18.30: The mountains are getting higher and higher and we pass a huge and beautiful blue reservoir. The sun is already setting in an intense orange ball; of course, we are so much closer to Beijing time around here.
After this, we are all waiting for eight o’clock to arrive, which is when we are due to arrive in Xi’an, where our travelling companions, and most of our carriage, will get off.
20.00: Arrival in Xi’an. Of course, new people come to occupy the empty places and the, by now, fairly grubby-looking beds. Obviously, Chinese sleepers are not such a great deal if you don’t get on where the train originates, as bedding doesn’t get changed.
We have a chat with a nice lady architect, who has a daughter studying Spanish in Beijing, and a young man who does something in computers. Finally, Adam finishes off our last instant noodles in the company of the monk, who is actually from Markham – a town near Danba, in the Tibetan part of Sichuan – and is going back to Beijing for further studies. As far as spiritualism goes, he seems to be the genuine article: he has been reading religious texts, praying and chanting all the way from Lhasa.
21.00: Bed early and lights off for our last night on the train.
Saturday, September 22, Early Morning Arrival in Beijing.
Train tickets in Lhasa are sold 10 days in advance. In September 2007 there were no agencies inside the city centre to buy tickets for you, this practice had apparently been forbidden, so the only way to obtain them is to go to the train station. Lhasa station is about 7 km out of town and can be reached by bus and Taxi (around 25-35 Yuan).
We promptly bought our tickets on day 10, as we had been told that they can be hard to come by, especially in the high season, basically July and August.

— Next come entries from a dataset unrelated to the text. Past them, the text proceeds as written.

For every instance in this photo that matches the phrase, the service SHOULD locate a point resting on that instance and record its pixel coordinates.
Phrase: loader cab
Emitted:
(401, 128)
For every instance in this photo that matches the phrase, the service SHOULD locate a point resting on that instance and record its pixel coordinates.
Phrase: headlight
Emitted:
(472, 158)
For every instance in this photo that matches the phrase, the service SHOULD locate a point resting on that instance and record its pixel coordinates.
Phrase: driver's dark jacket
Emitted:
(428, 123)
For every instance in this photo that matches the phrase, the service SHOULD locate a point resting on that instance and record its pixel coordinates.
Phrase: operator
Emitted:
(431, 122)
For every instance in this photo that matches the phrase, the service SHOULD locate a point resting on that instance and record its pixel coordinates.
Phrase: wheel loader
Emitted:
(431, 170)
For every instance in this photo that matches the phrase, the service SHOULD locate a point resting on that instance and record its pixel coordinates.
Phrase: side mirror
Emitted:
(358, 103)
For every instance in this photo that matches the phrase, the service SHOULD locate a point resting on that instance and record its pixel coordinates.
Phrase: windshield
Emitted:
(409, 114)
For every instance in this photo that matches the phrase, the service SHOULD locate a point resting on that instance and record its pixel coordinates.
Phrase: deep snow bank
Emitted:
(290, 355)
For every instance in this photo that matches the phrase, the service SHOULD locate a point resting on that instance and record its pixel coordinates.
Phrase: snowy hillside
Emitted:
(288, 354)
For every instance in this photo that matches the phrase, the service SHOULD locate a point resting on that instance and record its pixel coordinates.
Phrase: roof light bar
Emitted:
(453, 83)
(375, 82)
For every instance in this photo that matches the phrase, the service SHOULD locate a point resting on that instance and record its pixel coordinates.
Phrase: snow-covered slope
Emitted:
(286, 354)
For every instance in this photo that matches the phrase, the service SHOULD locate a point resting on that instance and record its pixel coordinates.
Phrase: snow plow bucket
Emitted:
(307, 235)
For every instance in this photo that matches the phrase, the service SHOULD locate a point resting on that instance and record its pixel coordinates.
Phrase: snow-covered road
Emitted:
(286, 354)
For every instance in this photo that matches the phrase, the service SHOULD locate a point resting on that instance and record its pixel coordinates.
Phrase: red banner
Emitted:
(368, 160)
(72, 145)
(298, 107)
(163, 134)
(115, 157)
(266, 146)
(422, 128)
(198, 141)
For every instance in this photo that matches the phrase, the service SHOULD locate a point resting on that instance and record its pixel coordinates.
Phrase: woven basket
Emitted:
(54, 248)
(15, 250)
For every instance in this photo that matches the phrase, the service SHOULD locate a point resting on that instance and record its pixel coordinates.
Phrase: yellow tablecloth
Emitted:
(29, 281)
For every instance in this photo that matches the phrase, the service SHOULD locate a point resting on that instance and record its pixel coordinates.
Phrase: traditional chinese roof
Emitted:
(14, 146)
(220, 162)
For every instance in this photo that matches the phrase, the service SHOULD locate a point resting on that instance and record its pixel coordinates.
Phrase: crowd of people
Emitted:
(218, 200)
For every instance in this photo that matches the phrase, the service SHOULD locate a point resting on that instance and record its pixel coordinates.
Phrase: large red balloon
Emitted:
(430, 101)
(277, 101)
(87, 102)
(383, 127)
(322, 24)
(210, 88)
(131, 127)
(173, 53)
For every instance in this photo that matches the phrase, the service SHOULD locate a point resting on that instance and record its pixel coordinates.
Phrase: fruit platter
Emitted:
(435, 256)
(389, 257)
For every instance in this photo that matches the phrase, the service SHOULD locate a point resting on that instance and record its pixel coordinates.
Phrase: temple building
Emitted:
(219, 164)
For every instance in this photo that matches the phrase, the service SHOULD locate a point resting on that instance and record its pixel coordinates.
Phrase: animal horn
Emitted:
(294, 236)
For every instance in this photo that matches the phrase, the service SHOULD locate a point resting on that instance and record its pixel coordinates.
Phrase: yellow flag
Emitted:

Following the advice of our hotel owner we went in the early evening, around half past seven, to avoid the queues. Effectively, there were hardly any people in front of us and we had no trouble buying our hard sleeper tickets, for which we paid 813 Yuan, but soft sleepers were already sold out.
Apart from Beijing, there are direct trains to Xining, Golmud, Chengdu, Lanzhou, Chongqing, Shanghai and Xi’an and Guangzhou
The main thing is to get a train that leaves Lhasa early in the morning, to make the most of the stunning scenery all the way to the Tibet/Qinghai border.
Trains have hard and soft sleepers, as well as hard seat (for real hard-core masochists or those desperate to get out). Because of the lack of oxygen at high altitudes, all passenger coaches are pressurised and extra oxygen is available to passengers through tubes should they have any problems.
Each train is provided with a restaurant car and trolleys, selling basic meals, snacks and drinks, come round at regular intervals. To complement the basic train fare most passengers bring their own supplies and make the most of the longer stops at stations, where local delicacies such as flat breads, boiled eggs or fresh fruit are often sold on the platforms. As on all Chinese trains, there is an abundant supply of boiled water, so remember to bring a cup or bowl if you want to make tea, coffee or instant noodles.
By the time you read this, a deluxe tourist train, called the Tangula Express, may have started running from Beijing, Xi’an and Shanghai, offering passengers private cabins with double beds, private bathrooms and lounge-observation cars.
Travelling towards Lhasa, the situation is a lot trickier, as foreign travellers still need a permit to get into Tibet.
From Beijing tickets were sold not 10, but only 7 days in advance. We met people who got around the permit problem by having a Chinese person buy the tickets for them.
From Chengdu, we have heard that there are agents, such as www.dreams-travel.com, who can book tickets and obtain permits for individual travellers, something which is worth checking out.